A gallery owner, friends with the greatest artists of his time
Discreet yet a bon vivant who loved to laugh, he was just twenty years old when he started frequenting the greats: Jean Cocteau at the Bœuf sur le Toit and the musician Henri Sauguet, a member of the Ecole d’Arcueil, patronised by Erik Satie. A little group was formed, which Sauguet dubbed "le Club", and met every week at the Tip Toes bar on rue Tronchet.
Dior, the prominent painter Christian Bérard who took the as yet unknown couturier under his wing, poet Max Jacob, historian Pierre Gaxotte, writer René Crevel and actor Marcel Herrand were therefore as thick as thieves!
By rubbing shoulders with those he considered to be the geniuses of his time, Christian Dior, who nonetheless was clearly talented himself, felt less and less inclined to embrace the career path of painter or musician himself. As is often the case, it was chance that made the decision for him: his friend Jacques Bonjean was looking for a partner and he became the director of an art gallery, situated at the end of a cul-de-sac at 34, rue de la Boétie. Of course it did not bear the Dior name, which must not appear on a shop front, according to the wishes of Madeleine Dior. Yet it welcomed the works of artists with famous surnames, or those that were about to become famous: Francis Rose, Paul Klee, Heinrich Campendonk, Max Ernst, Otto Dix, Salvador Dali, Juan Miro, Alberto Giacometti, Pavel Tchelitchev, Giorgio De Chirico, Raoul Dufy, Maurice Utrillo, Georges Braque, Alexander Calder, Louis Marcoussis… and Pablo Picasso. Dior was in his element among the canvases, but the economic crisis of 1929 meant that buyers were few and far between.

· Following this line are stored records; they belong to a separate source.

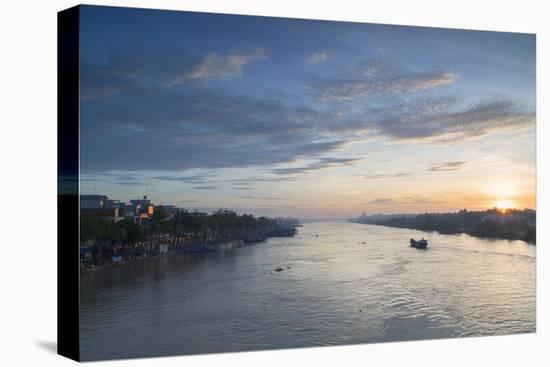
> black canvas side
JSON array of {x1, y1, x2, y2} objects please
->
[{"x1": 57, "y1": 5, "x2": 80, "y2": 362}]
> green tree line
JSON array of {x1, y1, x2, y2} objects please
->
[
  {"x1": 81, "y1": 208, "x2": 293, "y2": 247},
  {"x1": 353, "y1": 208, "x2": 536, "y2": 243}
]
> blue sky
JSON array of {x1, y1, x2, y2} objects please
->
[{"x1": 79, "y1": 5, "x2": 536, "y2": 218}]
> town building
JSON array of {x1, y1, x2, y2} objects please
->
[
  {"x1": 106, "y1": 199, "x2": 125, "y2": 208},
  {"x1": 129, "y1": 195, "x2": 155, "y2": 223},
  {"x1": 80, "y1": 195, "x2": 109, "y2": 209},
  {"x1": 80, "y1": 194, "x2": 160, "y2": 224}
]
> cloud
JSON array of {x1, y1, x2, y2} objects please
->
[
  {"x1": 315, "y1": 60, "x2": 459, "y2": 101},
  {"x1": 269, "y1": 157, "x2": 361, "y2": 175},
  {"x1": 319, "y1": 72, "x2": 458, "y2": 101},
  {"x1": 80, "y1": 50, "x2": 197, "y2": 99},
  {"x1": 173, "y1": 49, "x2": 268, "y2": 83},
  {"x1": 114, "y1": 181, "x2": 146, "y2": 186},
  {"x1": 365, "y1": 196, "x2": 447, "y2": 206},
  {"x1": 80, "y1": 52, "x2": 533, "y2": 176},
  {"x1": 306, "y1": 52, "x2": 331, "y2": 64},
  {"x1": 359, "y1": 172, "x2": 411, "y2": 179},
  {"x1": 429, "y1": 161, "x2": 468, "y2": 172},
  {"x1": 411, "y1": 198, "x2": 447, "y2": 205},
  {"x1": 366, "y1": 198, "x2": 394, "y2": 205},
  {"x1": 153, "y1": 174, "x2": 299, "y2": 189},
  {"x1": 239, "y1": 195, "x2": 288, "y2": 201},
  {"x1": 193, "y1": 185, "x2": 218, "y2": 190},
  {"x1": 355, "y1": 60, "x2": 386, "y2": 76},
  {"x1": 81, "y1": 75, "x2": 354, "y2": 172},
  {"x1": 225, "y1": 176, "x2": 299, "y2": 184},
  {"x1": 154, "y1": 174, "x2": 215, "y2": 184},
  {"x1": 367, "y1": 97, "x2": 534, "y2": 141}
]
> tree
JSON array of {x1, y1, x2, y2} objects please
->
[
  {"x1": 118, "y1": 219, "x2": 145, "y2": 246},
  {"x1": 80, "y1": 217, "x2": 99, "y2": 244}
]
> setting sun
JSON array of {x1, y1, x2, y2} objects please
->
[
  {"x1": 487, "y1": 181, "x2": 520, "y2": 211},
  {"x1": 494, "y1": 199, "x2": 515, "y2": 211}
]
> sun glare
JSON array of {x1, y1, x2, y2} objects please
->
[
  {"x1": 494, "y1": 199, "x2": 515, "y2": 212},
  {"x1": 490, "y1": 182, "x2": 516, "y2": 198},
  {"x1": 487, "y1": 181, "x2": 519, "y2": 212}
]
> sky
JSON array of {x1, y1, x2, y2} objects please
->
[{"x1": 78, "y1": 5, "x2": 536, "y2": 219}]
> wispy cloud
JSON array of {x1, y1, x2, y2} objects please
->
[
  {"x1": 367, "y1": 97, "x2": 534, "y2": 142},
  {"x1": 410, "y1": 197, "x2": 447, "y2": 205},
  {"x1": 429, "y1": 161, "x2": 468, "y2": 172},
  {"x1": 365, "y1": 196, "x2": 447, "y2": 205},
  {"x1": 155, "y1": 174, "x2": 215, "y2": 184},
  {"x1": 114, "y1": 181, "x2": 146, "y2": 186},
  {"x1": 233, "y1": 186, "x2": 253, "y2": 191},
  {"x1": 154, "y1": 174, "x2": 299, "y2": 186},
  {"x1": 269, "y1": 157, "x2": 361, "y2": 175},
  {"x1": 193, "y1": 185, "x2": 218, "y2": 190},
  {"x1": 319, "y1": 72, "x2": 458, "y2": 101},
  {"x1": 359, "y1": 172, "x2": 411, "y2": 179},
  {"x1": 355, "y1": 60, "x2": 386, "y2": 76},
  {"x1": 316, "y1": 60, "x2": 459, "y2": 101},
  {"x1": 306, "y1": 51, "x2": 331, "y2": 64},
  {"x1": 239, "y1": 195, "x2": 288, "y2": 201},
  {"x1": 226, "y1": 176, "x2": 299, "y2": 184},
  {"x1": 173, "y1": 49, "x2": 268, "y2": 83},
  {"x1": 366, "y1": 198, "x2": 394, "y2": 205}
]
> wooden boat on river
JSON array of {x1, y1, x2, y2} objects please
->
[{"x1": 410, "y1": 238, "x2": 428, "y2": 249}]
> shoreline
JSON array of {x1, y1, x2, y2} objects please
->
[
  {"x1": 357, "y1": 222, "x2": 536, "y2": 245},
  {"x1": 80, "y1": 235, "x2": 293, "y2": 274}
]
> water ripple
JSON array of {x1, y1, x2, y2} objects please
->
[{"x1": 80, "y1": 222, "x2": 535, "y2": 360}]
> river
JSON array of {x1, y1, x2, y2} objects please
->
[{"x1": 80, "y1": 221, "x2": 536, "y2": 361}]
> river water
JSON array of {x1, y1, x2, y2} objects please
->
[{"x1": 80, "y1": 221, "x2": 536, "y2": 361}]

From designer to couturier...
In 1932 the adventure ended, but not his friendship or taste for art. Following an illness (tuberculosis forced him to leave Paris in 1934), makeshift housing and his search for casual jobs, he was taken in by his friend Jean Ozenne, then a talented fashion designer who, in an appalling economic context, was nonetheless successful in selling his designs. Dior realised that a great divide separated someone who loved painting from someon who painted... but he proved himself to be naturally very gifted and worked on his proportions and perspective with determination. He quickly began to sell his designs. His hats were also a great success.
Having become a designer for Piguet and then for Lelong then a couturier at the age of 42, Christian Dior tirelessly constructed his dresses like an architect, chose his colours like a painter and surrounded himself with those who would show his art in its best light, such as photographer Willy Maywald and designer René Gruau. His artist friends, but also the great masters in the history of art, were to influence all of Christian Dior's work and the couturier was to pay homage to them even when naming his designs. Jean Cocteau therefore lent his name to a white organdie dress; Walter Scott: an afternoon outfit; Musique de Chambre (Chamber Music): an evening sheath dress; Musée du Louvre: a short white faille dress; Bach: a gala dress...
From his very first catwalk show for Dior in July 2012, the artistic director for women's collections, Raf Simons, wanted to continue the bond between Dior and artists. He therefore reproduced the abstract canvases of painter Sterling Ruby on some of his haute couture dresses and the designs of a young Andy Warhol on the clothing and accessories of his ready-to-wear collections. Still today, the history of Dior remains closely tied to the art world: since 2011, the itinerant exhibition Lady Dior As Seen By has given carte blanche to around fifty multimedia artists and photographers to reinterpret the iconic Lady Dior bag.